Incorporan una significativa evolución en la realización de piezas de cerámica. El uso del torno y la cocción a temperaturas más altas permite una mayor producción y de mejor calidad en menor tiempo. Disponen de un rico repertorio de recipientes y objetos especializados, algunos desconocidos en la Península Ibérica: platos, cuencos, trípodes, vasos de boca de seta y trilobulada, lucernas, etc. Traen sistemas de adorno con engobes (rojo, blanco y negro) y con decoraciones pintadas. La expansión de estas técnicas hacia el interior será muy desigual, aunque pronto esas piezas son imitadas en las producciones locales. Su fabricación se convierte en un oficio especializado con talleres alfareros instalados en las afueras de los recintos urbanos, localización que se explica por el peligro del fuego. La cerámica a mano permanece, valorándose su carácter tradicional. Elaborada en pequeños talleres que podrían ser domésticos, se enriquece con nuevas decoraciones como incisiones e impresiones de peines, estampillas, pinturas tras la cocción, grafitada o con incrustaciones de bronce o pasta vítrea.

Es muy apreciado el colorido de las telas teñidas con púrpura para confeccionar tejidos de calidad. Este tinte se realiza con el jugo del murex, un caracol marino muy extendido en el Mediterráneo. Existen dos tipos de púrpura: la roja de Tiro y la violácea de Tarento, en el sur de la Península Itálica.

Los mercaderes fenicios consiguen oro, plata cobre, plomo y productos agropecuarios de la Península Ibérica, que son intercambiados por los que ellos traen a los indígenas: aceite, vino, joyas y objetos elaborados en marfil, vidrio, alabastro, bronce o cerámica. Muchos son bienes de prestigio que son acaparados por las élites de cada grupo social local. El área de influencia fenicia llega a ser todo el Mediterráneo oriental y occidental, gracias a la red de centros comerciales como los de Sicilia, Cerdeña o Ibiza, junto con los del levante y sur peninsular, incluyendo Portugal, llegando hasta los de la costa atlántica de Marruecos.

Realizan bellas obras labradas con marfil procedente de los colmillos de elefantes de África y la India. Son objetos de uso personal como peines, agujas, botones o espátulas para aplicar cosméticos, pero sobre todo los emplean para elaboran placas que decoran muebles de alta calidad.

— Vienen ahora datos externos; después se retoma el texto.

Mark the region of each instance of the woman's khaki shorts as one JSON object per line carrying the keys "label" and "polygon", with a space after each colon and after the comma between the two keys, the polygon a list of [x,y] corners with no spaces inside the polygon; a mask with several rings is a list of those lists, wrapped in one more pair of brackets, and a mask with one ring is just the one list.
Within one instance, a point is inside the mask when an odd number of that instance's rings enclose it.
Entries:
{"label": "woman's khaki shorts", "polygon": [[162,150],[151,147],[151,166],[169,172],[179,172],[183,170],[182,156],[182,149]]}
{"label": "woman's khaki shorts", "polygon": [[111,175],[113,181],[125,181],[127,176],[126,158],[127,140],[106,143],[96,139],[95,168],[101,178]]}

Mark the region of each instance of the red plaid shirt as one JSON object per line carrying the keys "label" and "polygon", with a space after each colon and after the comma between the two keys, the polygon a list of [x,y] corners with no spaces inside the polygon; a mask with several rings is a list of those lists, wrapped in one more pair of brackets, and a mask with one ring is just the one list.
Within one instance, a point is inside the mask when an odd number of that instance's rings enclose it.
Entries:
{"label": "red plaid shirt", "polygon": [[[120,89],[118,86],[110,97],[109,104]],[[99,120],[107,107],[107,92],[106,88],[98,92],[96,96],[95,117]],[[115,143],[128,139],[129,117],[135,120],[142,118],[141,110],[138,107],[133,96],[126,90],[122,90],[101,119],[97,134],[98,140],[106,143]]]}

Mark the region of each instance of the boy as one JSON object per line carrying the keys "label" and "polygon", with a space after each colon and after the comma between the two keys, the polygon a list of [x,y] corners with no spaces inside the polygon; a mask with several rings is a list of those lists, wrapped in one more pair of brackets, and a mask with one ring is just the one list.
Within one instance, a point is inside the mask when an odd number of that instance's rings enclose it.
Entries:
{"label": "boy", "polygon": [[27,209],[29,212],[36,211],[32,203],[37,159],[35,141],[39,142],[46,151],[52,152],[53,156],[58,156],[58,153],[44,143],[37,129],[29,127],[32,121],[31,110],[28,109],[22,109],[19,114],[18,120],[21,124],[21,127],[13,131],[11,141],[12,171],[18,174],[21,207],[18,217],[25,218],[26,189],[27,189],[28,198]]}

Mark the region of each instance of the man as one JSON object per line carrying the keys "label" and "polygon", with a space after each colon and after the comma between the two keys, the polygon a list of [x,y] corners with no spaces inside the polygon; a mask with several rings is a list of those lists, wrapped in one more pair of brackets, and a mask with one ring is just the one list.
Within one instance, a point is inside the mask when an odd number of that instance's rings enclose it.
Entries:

La industria vidriera es muy apreciada como objetos de lujo por la población autóctona. Se realizan cuentas de collar, amuletos, ungüentarios y otros recipientes, hechos a molde, tallados y los más con la técnica del núcleo de arena. El alabastro, piedra blanca y traslúcida similar al mármol, lo traen de la cultura egipcia. Los objetos elaborados de este material, en su mayoría vasos, urnas y anforillas, forman parte de los ajuares en las tumbas destinadas a las personas de elevada clase social.

Aportan un contingente humano al territorio peninsular que, con el paso del tiempo, se mezcla con la población autóctona. Con ellos llega un nuevo mundo de creencias y valores que adoptan las sociedades nativas, dando lugar al fenómeno que se conoce como «periodo orientalizante». Su presencia va modificando algunos hábitos de la vida de los íberos, contribuyendo además a incrementar las diferencias sociales entre éstos. El mayor esplendor de esta cultura tiene lugar durante los siglos VII y VI a.C.

Los fenicios adoran a numerosos dioses, que representa a las fuerzas de la naturaleza. Melkart quizás es la divinidad más importante. Es en un principio un dios del campo y llega a ser el guardián de la ciudad de Tiro. Además es el protector de la navegación, guía de los viajes marítimos y de las actividades comerciales. Su culto se extiende por todas las colonias de Tiro. Cuando fundan Gadir le consagran un templo en el lugar donde hoy se encuentra el islote de Sancti Petri.

El ocaso de los fenicios se produce en el año 573 a.C. al caer la ciudad de Tiro en manos de Nabucodonosor, rey de Babilonia, debilitando la riqueza y el poder de todo este pueblo. Comienza una reorganización que hace que las colonias se desliguen de oriente y constituyan un nuevo marco político y social. Los cartagineses, herederos culturales de los fenicios, se alzan con el control del Mediterráneo Occidental. Su base está en la ciudad de Cartago, en el norte de África, convirtiéndose en una fuerza dominante que acabará con el enfrentamiento armado contra la potencia emergente de Roma.